Delapan Belas

45.6K 2.3K 42
                                    

Suara tembakan terdengar bersahutan, Regan yang berdiri di belakang Natalie, tersenyum bangga melihat gadisnya itu beberapa kali mengenai sasaran dengan tepat. Tadinya, ia sedikit khawatir kalau Natalie justru akan takut ia ajak ke sini. Nyatanya, begitu tangannya memegang senjata, wanita yang selama ini terlihat feminin itu seolah berubah dengan cepat. Wajahnya tampak begitu serius, matanya fokus pada target dan posturnya pun sudah sempurna dengan tangan yang terlihat rileks memegang pistol.

Jelas, ini bukan pertama kalinya Natalie menembak. Regan jadi mengerti kenapa ayahnya sampai berani meletakkan pistol di rumah Natalie. Meski ia tahu, Natalie tidak memiliki izin kepemilikan senjata.

"Papa dulu hobi menembak. Karena sejak dulu aku penasaran jadi aku minta diajari," jelas Natalie begitu pelurunya sudah habis.

Kini giliran Regan. Entah kenapa Natalie tidak meragukan kemampuan pria itu. Dengan riffle besar di tangannya, Regan tampak begitu berbahaya. Namun, hal itu tidak membuat Natalie takut, ia justru terpana dan baru tersadar kalau ia terlalu memerhatikan wajah Regan ketika terdengar suara tembakan yang keras.

Saat tadi Regan menjemputnya, Natalie sama sekali tidak terbayang kalau mereka akan ke sini. Ia pikir Regan akan mengajaknya jalan-jalan ke pusat perbelanjaan atau ke suatu tempat yang lebih umum.
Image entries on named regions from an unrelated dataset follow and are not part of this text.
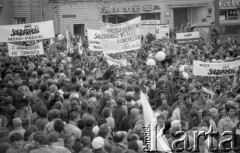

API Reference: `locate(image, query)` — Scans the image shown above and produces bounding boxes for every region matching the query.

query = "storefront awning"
[169,3,209,9]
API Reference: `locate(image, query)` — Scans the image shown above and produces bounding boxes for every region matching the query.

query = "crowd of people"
[0,23,240,153]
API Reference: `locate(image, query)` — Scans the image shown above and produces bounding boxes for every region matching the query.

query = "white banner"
[101,17,141,53]
[141,24,157,36]
[104,54,127,67]
[193,60,240,76]
[87,29,102,51]
[8,41,44,56]
[155,25,170,39]
[141,20,161,25]
[0,20,55,42]
[176,32,200,44]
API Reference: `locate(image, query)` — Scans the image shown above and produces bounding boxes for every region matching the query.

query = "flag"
[140,92,172,153]
[78,36,83,54]
[141,92,155,125]
[171,107,181,121]
[50,38,55,45]
[66,30,71,52]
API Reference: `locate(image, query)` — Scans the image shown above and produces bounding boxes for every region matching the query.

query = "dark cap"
[202,109,211,117]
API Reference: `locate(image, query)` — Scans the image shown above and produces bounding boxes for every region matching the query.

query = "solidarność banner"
[0,20,55,42]
[8,41,44,56]
[101,17,141,54]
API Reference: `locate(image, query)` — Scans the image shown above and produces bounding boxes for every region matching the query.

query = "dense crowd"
[0,23,240,153]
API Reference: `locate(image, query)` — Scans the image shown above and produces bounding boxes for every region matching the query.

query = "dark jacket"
[113,106,126,128]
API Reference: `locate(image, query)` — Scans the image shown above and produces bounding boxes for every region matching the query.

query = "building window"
[220,9,238,20]
[14,17,26,24]
[73,24,85,36]
[102,13,161,24]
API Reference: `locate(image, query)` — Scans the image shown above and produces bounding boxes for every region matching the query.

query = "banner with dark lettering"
[176,32,200,45]
[0,20,55,42]
[104,54,127,67]
[8,41,44,56]
[101,17,141,53]
[193,60,240,76]
[87,29,102,51]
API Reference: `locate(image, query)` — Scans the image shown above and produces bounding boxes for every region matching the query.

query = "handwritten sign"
[0,20,54,42]
[87,29,102,51]
[8,41,44,56]
[101,17,141,54]
[176,32,200,45]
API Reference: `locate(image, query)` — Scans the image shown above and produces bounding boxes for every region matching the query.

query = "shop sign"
[219,0,240,8]
[102,5,161,13]
[123,6,131,12]
[102,7,112,13]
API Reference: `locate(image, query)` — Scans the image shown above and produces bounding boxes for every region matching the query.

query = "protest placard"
[8,41,44,56]
[155,25,169,39]
[87,29,102,51]
[104,54,127,67]
[193,60,240,76]
[0,20,55,42]
[101,17,141,53]
[176,32,200,45]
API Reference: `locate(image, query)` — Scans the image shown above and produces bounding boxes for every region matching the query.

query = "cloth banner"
[0,20,55,42]
[141,20,161,36]
[176,32,200,45]
[87,29,102,51]
[171,107,181,121]
[101,17,141,54]
[202,87,215,100]
[193,60,240,77]
[8,41,44,56]
[140,92,172,153]
[155,25,170,39]
[66,30,72,52]
[104,54,127,67]
[78,36,83,55]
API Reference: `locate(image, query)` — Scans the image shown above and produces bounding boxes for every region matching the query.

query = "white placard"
[176,32,200,40]
[104,54,127,67]
[87,29,102,51]
[193,60,240,77]
[155,25,170,39]
[8,41,44,56]
[101,17,141,54]
[0,20,55,42]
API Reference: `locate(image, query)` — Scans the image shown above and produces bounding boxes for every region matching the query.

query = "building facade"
[219,0,240,35]
[0,0,214,35]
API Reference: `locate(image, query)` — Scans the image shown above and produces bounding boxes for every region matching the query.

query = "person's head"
[128,140,139,152]
[48,132,60,143]
[92,136,104,150]
[116,98,124,106]
[102,108,112,118]
[37,107,48,118]
[23,125,38,141]
[12,117,22,128]
[202,109,212,121]
[81,136,91,148]
[9,132,23,149]
[84,119,94,128]
[33,131,48,147]
[70,111,80,123]
[157,114,166,127]
[49,109,60,119]
[98,123,110,138]
[113,131,125,143]
[226,105,236,118]
[219,108,226,119]
[162,99,168,105]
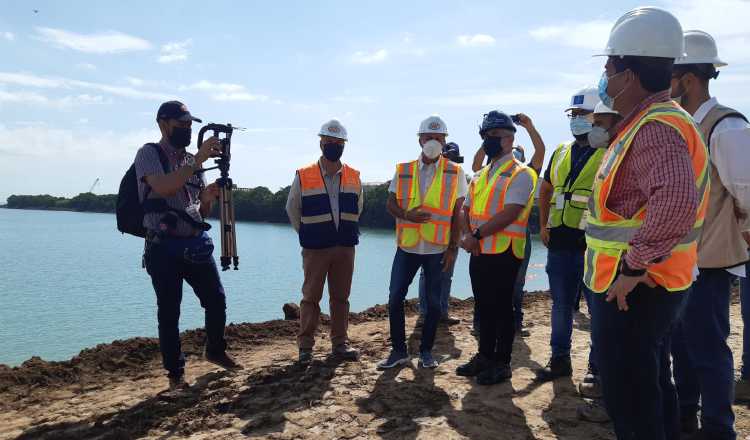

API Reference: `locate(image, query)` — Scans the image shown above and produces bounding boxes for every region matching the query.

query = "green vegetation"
[6,183,539,234]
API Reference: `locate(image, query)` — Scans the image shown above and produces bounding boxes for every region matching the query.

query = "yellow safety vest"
[396,157,459,249]
[469,158,537,259]
[583,101,709,293]
[547,142,606,230]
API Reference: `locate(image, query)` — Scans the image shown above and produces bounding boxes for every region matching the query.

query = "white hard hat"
[599,6,685,58]
[417,115,448,135]
[318,119,347,140]
[594,101,620,115]
[674,30,727,67]
[565,87,601,112]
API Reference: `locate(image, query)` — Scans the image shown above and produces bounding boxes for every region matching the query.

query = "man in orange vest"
[378,115,467,369]
[456,110,537,385]
[584,7,709,440]
[672,30,750,440]
[286,119,362,364]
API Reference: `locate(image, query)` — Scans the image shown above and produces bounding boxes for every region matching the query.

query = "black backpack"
[115,144,169,238]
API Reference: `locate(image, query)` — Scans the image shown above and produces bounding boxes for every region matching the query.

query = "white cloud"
[180,79,268,102]
[180,79,245,93]
[352,49,388,64]
[211,92,268,102]
[665,0,750,64]
[36,27,151,54]
[157,38,193,64]
[427,87,570,108]
[456,34,495,47]
[0,90,107,109]
[529,20,614,50]
[76,63,96,71]
[0,72,173,101]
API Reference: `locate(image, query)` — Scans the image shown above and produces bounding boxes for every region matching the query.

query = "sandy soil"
[0,293,750,440]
Sejujurnya, ia sudah lama tidak berlatih, saat tadi awal-awal pun dia masih kaku, namun setelah otaknya mengingat pelajaran yang ia dapat dari ayahnya, ia jadi begitu menikmatinya. Mungkin dia akan kembali ke sini lagi kalau ada waktu.

"Sekarang mau ke mana lagi?" tanya Natalie setelah Regan pun selesai dengan latihannya.

"Mau ke luar kota?"

Natalie mengangguk dengan semangat. "Boleh."

Meski hanya libur 2 hari, tapi jelas masih cukup untuk bersenang-senang. "Kita ke rumah dulu ya, ambil baju."

"Tidak perlu, nanti beli saja di sana," jawab Regan.

"Tapi...."

"Aku yang menyetir, aku yang memutuskan."

Natalie memutar matanya. "Arogan sekali."

Regan menyentuh dagu Natalie, memaksa Natalie untuk menatapnya. "Apa kau bilang, Nat?"

"Tidak ada. Ayo berangkat."

***

Hari sudah menjelang malam ketika mereka sampai di hotel yang dipesan secara mendadak oleh Natalie. Hampir 3 jam perjalanan mereka lalui dengan berbagai obrolan tidak penting. Ia sudah izin pada kedua orangtuanya. Ibunya mengizinkan namun dengan berbagai wejangan seperti harus pisah kamar, tidak boleh melakukan hal yang aneh-aneh dan sebagainya. Berbeda dengan ayahnya yang justru menanyakan kapan mereka jalan-jalan bersama.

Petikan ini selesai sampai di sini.